Each of us has a certain tolerance or capacity for stress. Stress can be an agent for good when we are getting ready for an important event – think about the last time you spoke in public – you likely encountered stress. Just last week, my family was hiking in Yellowstone and our bodies were under stress, which was quite strengthening.

However, for most leaders too much stress can lead to burnout and even physical issues such as heart attack and stroke. Many executives are resigning from leadership roles because the stress is too great.

It takes self-awareness and courage to admit you are stressed out. How do you assess stress? One clever acronym by Rook, Florent-Treacy and Kets de Vries, is useful. The acronym is A.P.G.A.R.

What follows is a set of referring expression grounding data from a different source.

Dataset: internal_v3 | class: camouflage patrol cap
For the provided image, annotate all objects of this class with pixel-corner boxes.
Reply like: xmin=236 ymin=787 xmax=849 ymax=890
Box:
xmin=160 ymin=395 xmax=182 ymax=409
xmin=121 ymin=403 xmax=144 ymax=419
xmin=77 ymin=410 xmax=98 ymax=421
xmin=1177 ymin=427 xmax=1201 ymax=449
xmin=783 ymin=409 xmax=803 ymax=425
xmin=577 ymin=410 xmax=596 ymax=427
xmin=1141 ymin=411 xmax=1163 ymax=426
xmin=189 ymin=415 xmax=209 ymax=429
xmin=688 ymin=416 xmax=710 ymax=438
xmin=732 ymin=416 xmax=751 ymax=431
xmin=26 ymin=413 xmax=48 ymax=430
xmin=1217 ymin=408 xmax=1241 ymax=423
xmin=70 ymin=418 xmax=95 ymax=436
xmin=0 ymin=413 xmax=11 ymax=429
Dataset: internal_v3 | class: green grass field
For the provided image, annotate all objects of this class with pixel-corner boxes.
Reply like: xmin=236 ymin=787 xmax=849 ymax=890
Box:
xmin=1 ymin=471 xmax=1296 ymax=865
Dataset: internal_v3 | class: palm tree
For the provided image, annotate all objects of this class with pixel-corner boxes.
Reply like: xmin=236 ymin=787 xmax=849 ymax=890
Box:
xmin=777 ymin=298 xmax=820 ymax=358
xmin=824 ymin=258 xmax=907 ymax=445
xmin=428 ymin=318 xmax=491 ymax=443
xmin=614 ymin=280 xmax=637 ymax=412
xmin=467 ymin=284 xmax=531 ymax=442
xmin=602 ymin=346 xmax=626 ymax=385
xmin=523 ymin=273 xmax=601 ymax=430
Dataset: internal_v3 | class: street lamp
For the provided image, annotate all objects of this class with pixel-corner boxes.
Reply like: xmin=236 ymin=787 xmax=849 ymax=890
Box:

Many stress assessments are self-reported and may lead to self-deception. However, using this model may support your ability to assess your stress level.

Appearance – this includes sleep, physical state and weight. This could also include your overall physical health

Performance – the ability to complete your assigned job duties in a timely and accurate fashion

Growth and self-development – are you investing in yourself and gaining skill?

Affect Management – showing the proper emotion at the right time and being understood

Relationships – isolated or not connecting in your key primary relationships

How are you doing in these areas?

Rank each of them and outline an action step for your lowest two to ensure you are managing stress and mitigating burnout.